Biden Considers a Bright Post-Administration Future
Vice President Joe Biden is in a comfortable place; he's also on fire.
But he's on fire about the presidential election.
"My name is Joe Biden, and I work for Hillary Clinton," he told a Philadelphia rally last week, referring to a politician he hasn't been especially close to and considered running against.
As with most everything Biden, this is authentic, and outweighs any worry about eroding the Obama administration legacy. He genuinely believes Donald Trump is unqualified to be commander-in-chief and this, coming from the man who delivered the eulogy at the funeral of the conservative Republican Senator Strom Thurmond, is an unusual expression of contempt.
"This guy's lack of any sensibility really offends me," he says of the Republican nominee during a long interview aboard Air Force Two that covered politics, his vice presidency and the future.
While Biden fought repeatedly on substance with Presidents Ronald Reagan and George W. Bush, he says they maintained a civility, a human decency that are lacking in Trump, who boasted of profiting from others' suffering.
"I can't imagine Ronald Reagan not feeling any pain or even rooting for failure when people were being hurt so badly, losing everything," Biden says.
The billionaire businessman also bragged that his ability to avoid federal taxes for several years showed he was "smart."
Biden contrasts such statements with the lives of a typical working-class family making $80,000, an assembly worker and waitress, who pay their bit to support troops, veterans, cops and firemen.
"Trump really thinks he's better than those people," he says. "He has contempt for them."
Looking back over the past eight years, he's pleased with his tenure by President Barack Obama's side in which he embodied the "Mondale model" of a vice president actively engaged in all foreign policy and most domestic issues.
Unlike other vice presidents of the modern era -- Dick Cheney, Al Gore and George H.W. Bush -- his personal relationship with the president is genuinely close as well as professional. They are very different: the cerebral, lone wolf, first black president who grew up without a father and with an absentee mother, and the plain-talking and talking, streetwise, family-oriented Irish lifetime politician.

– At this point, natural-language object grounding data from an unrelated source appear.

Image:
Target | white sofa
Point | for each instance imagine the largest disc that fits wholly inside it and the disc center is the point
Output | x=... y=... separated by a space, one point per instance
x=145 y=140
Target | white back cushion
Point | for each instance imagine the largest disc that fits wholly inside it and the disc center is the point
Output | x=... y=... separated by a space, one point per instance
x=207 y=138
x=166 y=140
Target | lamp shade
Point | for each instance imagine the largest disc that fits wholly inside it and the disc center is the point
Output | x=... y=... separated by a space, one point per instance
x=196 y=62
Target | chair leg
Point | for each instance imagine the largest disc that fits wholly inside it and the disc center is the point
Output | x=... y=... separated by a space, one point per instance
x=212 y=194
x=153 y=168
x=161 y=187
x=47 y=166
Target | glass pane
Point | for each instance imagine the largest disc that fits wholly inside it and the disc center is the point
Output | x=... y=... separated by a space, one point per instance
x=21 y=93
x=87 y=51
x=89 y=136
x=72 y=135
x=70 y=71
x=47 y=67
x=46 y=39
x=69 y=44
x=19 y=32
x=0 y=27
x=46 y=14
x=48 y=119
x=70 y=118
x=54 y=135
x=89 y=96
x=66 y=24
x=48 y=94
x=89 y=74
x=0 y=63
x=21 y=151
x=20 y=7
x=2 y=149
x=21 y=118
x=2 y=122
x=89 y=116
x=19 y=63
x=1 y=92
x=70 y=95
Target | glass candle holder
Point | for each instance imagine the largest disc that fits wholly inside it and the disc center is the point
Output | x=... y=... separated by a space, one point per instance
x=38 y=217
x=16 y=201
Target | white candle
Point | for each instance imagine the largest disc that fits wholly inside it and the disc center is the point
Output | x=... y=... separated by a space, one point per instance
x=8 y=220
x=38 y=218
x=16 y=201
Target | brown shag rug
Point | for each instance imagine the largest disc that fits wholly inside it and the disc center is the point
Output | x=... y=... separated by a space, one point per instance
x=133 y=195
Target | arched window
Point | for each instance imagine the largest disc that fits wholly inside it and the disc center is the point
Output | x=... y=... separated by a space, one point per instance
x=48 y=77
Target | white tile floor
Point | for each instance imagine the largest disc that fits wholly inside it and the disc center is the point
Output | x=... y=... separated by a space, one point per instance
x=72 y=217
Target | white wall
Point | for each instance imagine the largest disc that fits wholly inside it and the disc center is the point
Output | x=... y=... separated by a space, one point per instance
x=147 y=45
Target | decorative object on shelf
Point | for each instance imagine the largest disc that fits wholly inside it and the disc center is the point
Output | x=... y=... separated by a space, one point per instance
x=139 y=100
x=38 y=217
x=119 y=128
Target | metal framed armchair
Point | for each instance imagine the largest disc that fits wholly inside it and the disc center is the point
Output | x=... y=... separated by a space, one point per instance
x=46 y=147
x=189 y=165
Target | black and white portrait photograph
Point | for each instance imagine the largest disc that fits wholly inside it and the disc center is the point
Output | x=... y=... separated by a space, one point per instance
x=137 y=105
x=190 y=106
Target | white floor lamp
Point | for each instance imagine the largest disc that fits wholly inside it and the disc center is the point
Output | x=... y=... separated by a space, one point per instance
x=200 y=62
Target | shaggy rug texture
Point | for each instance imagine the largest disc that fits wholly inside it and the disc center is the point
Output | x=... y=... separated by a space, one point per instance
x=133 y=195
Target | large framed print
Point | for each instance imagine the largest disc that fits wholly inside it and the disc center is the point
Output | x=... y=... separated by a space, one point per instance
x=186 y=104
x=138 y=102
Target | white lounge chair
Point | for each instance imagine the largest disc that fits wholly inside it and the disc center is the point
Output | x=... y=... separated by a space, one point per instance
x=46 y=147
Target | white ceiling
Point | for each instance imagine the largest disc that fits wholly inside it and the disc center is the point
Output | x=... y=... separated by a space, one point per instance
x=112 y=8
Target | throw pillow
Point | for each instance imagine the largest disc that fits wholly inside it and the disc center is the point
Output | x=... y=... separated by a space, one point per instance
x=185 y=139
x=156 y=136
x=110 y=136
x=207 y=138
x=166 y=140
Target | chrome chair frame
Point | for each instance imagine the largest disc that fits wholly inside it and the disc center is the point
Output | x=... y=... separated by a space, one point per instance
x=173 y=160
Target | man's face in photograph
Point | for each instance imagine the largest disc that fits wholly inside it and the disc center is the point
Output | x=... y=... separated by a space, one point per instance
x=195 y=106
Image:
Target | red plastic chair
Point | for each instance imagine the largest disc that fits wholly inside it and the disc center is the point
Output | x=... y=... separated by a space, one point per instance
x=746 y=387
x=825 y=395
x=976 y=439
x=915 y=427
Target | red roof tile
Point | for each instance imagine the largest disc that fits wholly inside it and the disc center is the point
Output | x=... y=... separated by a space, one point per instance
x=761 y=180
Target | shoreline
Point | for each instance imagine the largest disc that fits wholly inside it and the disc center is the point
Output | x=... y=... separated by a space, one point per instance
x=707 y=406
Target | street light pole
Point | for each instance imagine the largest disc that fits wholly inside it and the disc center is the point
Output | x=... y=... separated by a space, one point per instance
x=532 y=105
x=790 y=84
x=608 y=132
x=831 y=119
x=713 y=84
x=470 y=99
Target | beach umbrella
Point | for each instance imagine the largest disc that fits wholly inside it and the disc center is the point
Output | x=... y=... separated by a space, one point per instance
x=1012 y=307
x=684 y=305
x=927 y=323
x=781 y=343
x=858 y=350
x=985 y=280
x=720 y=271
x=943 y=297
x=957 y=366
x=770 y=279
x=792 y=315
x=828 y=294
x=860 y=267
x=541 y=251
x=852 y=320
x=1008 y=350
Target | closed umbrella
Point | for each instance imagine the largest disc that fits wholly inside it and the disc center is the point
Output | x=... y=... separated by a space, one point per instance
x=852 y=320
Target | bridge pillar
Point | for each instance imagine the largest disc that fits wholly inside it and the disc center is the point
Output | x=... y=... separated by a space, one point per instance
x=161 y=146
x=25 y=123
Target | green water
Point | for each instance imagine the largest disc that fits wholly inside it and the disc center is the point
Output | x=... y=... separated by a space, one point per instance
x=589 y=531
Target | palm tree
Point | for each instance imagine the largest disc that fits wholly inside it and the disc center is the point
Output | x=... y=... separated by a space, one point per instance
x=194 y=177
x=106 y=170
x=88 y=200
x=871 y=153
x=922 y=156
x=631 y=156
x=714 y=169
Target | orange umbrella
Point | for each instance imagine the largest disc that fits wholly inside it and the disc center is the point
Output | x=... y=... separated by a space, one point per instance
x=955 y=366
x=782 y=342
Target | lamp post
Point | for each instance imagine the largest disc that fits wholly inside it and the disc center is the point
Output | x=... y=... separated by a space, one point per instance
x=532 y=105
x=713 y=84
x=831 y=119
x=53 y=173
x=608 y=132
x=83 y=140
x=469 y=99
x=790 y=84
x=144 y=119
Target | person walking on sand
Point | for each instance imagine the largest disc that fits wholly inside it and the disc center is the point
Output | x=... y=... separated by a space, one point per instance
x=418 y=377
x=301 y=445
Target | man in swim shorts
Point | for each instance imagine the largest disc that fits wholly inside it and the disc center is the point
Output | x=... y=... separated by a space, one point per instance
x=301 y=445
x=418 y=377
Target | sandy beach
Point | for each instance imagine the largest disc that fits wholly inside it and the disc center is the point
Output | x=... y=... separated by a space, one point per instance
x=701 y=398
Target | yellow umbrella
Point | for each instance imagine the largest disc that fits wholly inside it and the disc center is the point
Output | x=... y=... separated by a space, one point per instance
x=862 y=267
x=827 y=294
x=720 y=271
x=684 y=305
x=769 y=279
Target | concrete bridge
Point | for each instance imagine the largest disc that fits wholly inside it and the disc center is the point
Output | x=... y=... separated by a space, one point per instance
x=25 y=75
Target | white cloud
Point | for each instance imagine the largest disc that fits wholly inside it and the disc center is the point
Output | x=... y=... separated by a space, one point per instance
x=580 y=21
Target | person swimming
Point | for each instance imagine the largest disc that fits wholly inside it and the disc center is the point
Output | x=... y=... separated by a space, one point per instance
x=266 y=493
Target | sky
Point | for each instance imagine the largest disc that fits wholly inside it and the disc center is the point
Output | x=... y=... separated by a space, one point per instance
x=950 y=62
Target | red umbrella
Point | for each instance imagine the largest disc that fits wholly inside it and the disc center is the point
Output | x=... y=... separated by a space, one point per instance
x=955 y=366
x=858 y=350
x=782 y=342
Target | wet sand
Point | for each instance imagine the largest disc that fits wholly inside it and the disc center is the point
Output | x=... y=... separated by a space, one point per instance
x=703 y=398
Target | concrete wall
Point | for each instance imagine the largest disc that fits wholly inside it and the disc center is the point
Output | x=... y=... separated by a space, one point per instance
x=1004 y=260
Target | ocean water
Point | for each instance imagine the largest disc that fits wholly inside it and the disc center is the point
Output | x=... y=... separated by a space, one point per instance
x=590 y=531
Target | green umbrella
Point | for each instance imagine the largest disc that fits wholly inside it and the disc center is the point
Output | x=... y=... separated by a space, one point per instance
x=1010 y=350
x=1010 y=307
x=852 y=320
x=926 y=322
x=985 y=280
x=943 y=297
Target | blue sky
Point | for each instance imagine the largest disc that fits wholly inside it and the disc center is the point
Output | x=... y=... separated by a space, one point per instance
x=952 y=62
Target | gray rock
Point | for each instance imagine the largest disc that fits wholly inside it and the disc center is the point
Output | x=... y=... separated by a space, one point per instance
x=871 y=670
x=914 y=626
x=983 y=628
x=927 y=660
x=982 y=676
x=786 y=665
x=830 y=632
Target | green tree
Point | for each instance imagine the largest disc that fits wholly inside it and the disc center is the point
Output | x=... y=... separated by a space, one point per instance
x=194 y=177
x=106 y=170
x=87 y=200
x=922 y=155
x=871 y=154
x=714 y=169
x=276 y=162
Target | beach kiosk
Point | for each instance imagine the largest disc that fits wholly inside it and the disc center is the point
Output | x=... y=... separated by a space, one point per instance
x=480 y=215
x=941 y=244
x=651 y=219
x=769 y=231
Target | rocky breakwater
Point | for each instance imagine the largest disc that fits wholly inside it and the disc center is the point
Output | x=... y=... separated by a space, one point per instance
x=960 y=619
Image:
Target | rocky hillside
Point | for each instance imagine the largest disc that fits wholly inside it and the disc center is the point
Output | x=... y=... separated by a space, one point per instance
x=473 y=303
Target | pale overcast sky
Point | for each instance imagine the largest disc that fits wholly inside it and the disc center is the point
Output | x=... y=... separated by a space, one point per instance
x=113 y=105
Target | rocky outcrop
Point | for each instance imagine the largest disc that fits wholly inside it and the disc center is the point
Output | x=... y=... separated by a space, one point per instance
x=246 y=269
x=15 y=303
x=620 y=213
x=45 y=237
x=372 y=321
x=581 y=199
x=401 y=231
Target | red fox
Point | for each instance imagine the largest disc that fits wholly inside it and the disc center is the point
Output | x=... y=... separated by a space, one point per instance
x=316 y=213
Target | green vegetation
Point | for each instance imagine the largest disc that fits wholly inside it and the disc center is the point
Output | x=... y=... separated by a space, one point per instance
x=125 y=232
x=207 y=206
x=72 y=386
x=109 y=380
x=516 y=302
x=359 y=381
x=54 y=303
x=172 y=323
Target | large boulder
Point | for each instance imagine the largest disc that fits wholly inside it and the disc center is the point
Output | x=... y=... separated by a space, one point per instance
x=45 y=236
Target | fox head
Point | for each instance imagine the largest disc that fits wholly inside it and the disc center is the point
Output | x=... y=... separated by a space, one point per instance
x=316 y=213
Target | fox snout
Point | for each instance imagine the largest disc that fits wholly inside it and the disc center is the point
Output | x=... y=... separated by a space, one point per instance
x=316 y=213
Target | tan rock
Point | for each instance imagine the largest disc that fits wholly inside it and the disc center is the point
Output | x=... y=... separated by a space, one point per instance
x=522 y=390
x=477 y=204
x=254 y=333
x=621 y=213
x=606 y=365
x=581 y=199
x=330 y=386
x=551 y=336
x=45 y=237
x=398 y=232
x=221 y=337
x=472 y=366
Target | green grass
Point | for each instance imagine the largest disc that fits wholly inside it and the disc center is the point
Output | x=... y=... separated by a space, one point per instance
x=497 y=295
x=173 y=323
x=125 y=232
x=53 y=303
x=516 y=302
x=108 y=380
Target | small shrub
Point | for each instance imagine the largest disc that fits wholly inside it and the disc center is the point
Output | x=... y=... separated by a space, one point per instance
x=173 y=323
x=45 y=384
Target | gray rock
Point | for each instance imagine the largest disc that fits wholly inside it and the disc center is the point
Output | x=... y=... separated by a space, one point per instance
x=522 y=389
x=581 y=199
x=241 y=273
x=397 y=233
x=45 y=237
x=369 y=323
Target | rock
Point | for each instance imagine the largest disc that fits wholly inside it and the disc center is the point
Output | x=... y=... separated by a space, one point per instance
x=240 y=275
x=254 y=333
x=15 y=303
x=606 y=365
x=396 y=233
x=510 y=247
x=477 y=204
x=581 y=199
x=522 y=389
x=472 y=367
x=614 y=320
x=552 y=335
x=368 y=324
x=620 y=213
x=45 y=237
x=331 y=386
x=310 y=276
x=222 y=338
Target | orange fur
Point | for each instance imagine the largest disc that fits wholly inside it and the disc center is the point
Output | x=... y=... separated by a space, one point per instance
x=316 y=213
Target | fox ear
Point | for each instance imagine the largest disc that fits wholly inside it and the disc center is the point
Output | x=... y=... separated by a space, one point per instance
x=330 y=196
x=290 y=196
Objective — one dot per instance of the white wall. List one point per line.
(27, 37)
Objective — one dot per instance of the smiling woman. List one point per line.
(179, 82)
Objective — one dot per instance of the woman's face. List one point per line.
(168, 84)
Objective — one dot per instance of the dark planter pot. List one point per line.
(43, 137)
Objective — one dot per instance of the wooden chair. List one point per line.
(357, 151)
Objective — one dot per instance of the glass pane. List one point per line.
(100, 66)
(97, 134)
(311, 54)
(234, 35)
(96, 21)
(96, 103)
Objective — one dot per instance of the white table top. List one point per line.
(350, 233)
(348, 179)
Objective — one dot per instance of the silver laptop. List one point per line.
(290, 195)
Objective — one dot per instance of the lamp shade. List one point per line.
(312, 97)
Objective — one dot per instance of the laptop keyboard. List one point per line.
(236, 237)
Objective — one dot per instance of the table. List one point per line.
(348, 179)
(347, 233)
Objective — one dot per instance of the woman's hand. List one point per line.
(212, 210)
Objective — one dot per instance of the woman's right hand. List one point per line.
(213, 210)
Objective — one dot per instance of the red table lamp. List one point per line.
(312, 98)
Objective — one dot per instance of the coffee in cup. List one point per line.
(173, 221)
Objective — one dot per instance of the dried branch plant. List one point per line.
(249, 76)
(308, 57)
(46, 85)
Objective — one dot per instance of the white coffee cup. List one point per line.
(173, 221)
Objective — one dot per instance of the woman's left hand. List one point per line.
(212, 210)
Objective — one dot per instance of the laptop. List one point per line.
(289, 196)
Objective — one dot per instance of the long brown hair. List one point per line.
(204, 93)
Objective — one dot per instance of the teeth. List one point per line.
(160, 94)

"I knew this was going to work," Biden says, recalling when, during their first year, "Barack said, 'You know we've become friends.'"
Their mutual affection and respect has endured even during some heated disputes, usually over foreign policy. The president resists advice, Biden says, only on his speeches, because he takes great pride in his way with words. The vice president is one of the few people Obama trusts outside his family; in a way, they've grown old together.
A year and a half ago, the vice president was in a bad way, conflicted over whether to run for president and worried about his post-administration future, professionally and financially, if he didn't. In a speech to the elite Gridiron Dinner this year, Biden joked that his net worth was less than Bernie Sanders's: "When a socialist has more money than you, you know you've been doing something really wrong."
Most of all, he was heartbroken that his 46-year-old son, Beau, a political superstar, was dying of brain cancer.
Friends say it took a while, but Biden has bounced back, motivated in no small part by his job as czar of the "Cancer Moonshot," a role in which he assembles government agencies, medical experts, donors and foundations to work on a crash cancer research project. Hillary Clinton has said she wants him to stay in that post if she's elected; that's uncertain, but it's more likely than his becoming secretary of state, as some have speculated.
Academic centers such as the University of Pennsylvania and the University of Delaware envision a Biden public policy institute that could attract prominent politicians and world leaders. There is no national political figure who commands more good will across the political aisle and around the globe.
Also, the 73-year-old career politician wants to accumulate some money to set up an educational fund for Beau's children and a comfortable life for him and his wife, Jill, and extended family. He'll consider foundations, businesses (selectively) and offers to speak.
Some big financial institutions offer the promise of quick riches, but that would be incongruous for a guy everyone in Washington calls Joe: "I don't want to change my brand."
This column does not necessarily reflect the opinion of the editorial board or Bloomberg LP and its owners.